Sie fühlen sich wertgeschätzt, erfahren Unterstützung von Vorgesetzten und genießen Gestaltungsspielraum: Fakultätsmanager sind äußerst zufrieden, zeigt eine neue Studie des Centrums für Hochschulentwicklung.

„Langweilig wird mir nie, meine Aufgaben sind erfüllend. Ich habe meinen Traumjob gefunden“, sagt Dr. Kaja Boxheimer. Die promovierte Bauingenieurin arbeitet seit drei Jahren als Geschäftsführerin des Fachbereichs Bau- und Umweltingenieurwissenschaften der Technischen Universität (TU) Darmstadt.

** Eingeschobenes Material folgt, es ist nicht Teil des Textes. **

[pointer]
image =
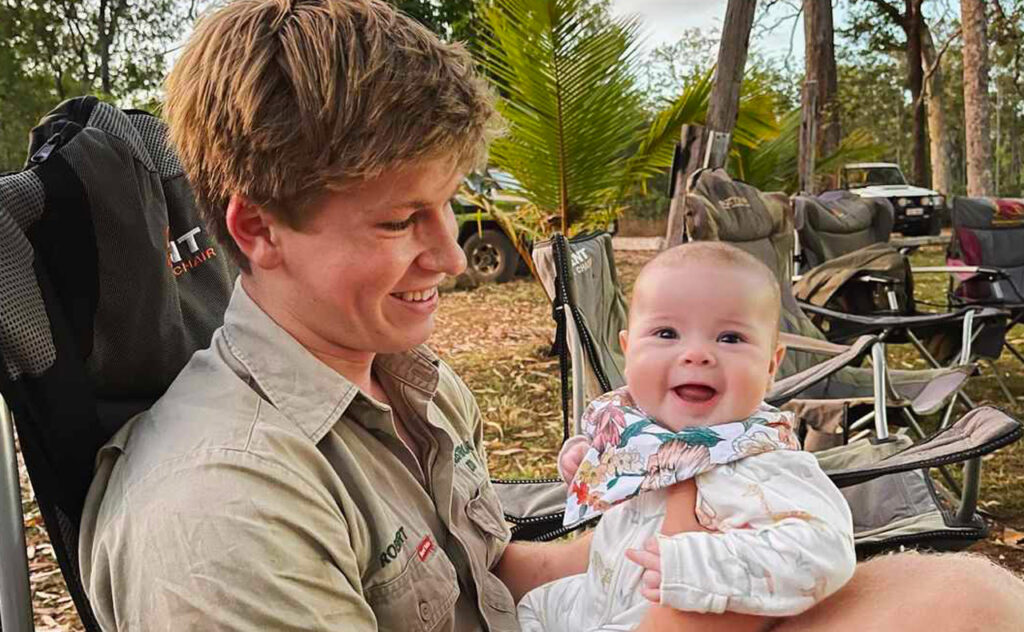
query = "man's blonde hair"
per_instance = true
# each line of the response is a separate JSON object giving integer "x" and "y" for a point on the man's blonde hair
{"x": 280, "y": 100}
{"x": 722, "y": 254}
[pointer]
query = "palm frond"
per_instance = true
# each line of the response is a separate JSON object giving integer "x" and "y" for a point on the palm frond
{"x": 569, "y": 97}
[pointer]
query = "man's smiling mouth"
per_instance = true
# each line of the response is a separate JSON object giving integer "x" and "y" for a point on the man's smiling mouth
{"x": 419, "y": 296}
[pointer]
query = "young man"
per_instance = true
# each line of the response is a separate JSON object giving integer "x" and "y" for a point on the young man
{"x": 316, "y": 467}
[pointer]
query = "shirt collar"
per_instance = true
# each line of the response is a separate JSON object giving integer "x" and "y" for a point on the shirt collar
{"x": 296, "y": 382}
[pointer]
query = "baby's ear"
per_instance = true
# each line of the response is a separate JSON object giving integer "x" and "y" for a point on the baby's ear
{"x": 776, "y": 360}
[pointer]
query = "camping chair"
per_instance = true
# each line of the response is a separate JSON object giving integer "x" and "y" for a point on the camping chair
{"x": 720, "y": 208}
{"x": 895, "y": 502}
{"x": 851, "y": 268}
{"x": 986, "y": 259}
{"x": 838, "y": 222}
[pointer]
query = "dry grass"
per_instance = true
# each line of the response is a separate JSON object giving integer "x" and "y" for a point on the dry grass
{"x": 499, "y": 337}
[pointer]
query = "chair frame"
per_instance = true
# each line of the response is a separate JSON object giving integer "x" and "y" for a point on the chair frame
{"x": 15, "y": 593}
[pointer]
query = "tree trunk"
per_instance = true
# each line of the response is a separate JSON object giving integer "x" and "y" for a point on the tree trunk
{"x": 722, "y": 109}
{"x": 724, "y": 104}
{"x": 976, "y": 115}
{"x": 819, "y": 56}
{"x": 941, "y": 145}
{"x": 915, "y": 77}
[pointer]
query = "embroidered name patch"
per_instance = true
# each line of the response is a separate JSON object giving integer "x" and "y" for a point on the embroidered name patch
{"x": 425, "y": 548}
{"x": 391, "y": 552}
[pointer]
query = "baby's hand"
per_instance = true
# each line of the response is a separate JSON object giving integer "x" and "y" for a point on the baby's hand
{"x": 650, "y": 559}
{"x": 571, "y": 456}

Kaja Boxheimer ist eine der rund 300 Fakultätsmanagerinnen und -manager, die im vergangenen Jahr vom Centrum für Hochschulentwicklung (CHE) zu ihrem Job-Profil und ihrer Zufriedenheit befragt wurden. „Professionalisierung ohne Profession?“ ist der Titel der Studie, die Ende Februar veröffentlicht wird. Seit 2004 erkunden die Forscher vom Gütersloher CHE regelmäßig die Stimmung im mittleren Management an Deutschlands Hochschulen. Der Trend ist eindeutig: Das Selbstbewusstsein der Männer und Frauen auf sogenannten Sandwich-Positionen in der Wissenschaftsverwaltung steigt – und mit ihm ganz offensichtlich auch die Freude am Beruf. So sagt Kaja Boxheimer: „Es hat natürlich einige Zeit gedauert, bis ich meine Vorstellungen und mein Verständnis für die Position im Fachbereich etabliert habe. Aber inzwischen verstehen die meisten Kollegen, dass mein Engagement dem Fachbereich dienen soll. Mittlerweile erfahre ich Anerkennung und Wertschätzung für mich und meine Arbeit.“

Stimmungshoch in der Fakultätsverwaltung

Boxheimer ist kein Einzelfall. Im Fakultätsmanagement ist ein Stimmungshoch festzustellen, mit dem selbst CHE-Geschäftsführer und Hochschulforscher Prof. Dr. Frank Ziegele nicht gerechnet hätte. Überrascht hätte ihn vor allem das gestärkte Selbstbild und -bewusstsein der Beschäftigten in der Fakultätsverwaltung.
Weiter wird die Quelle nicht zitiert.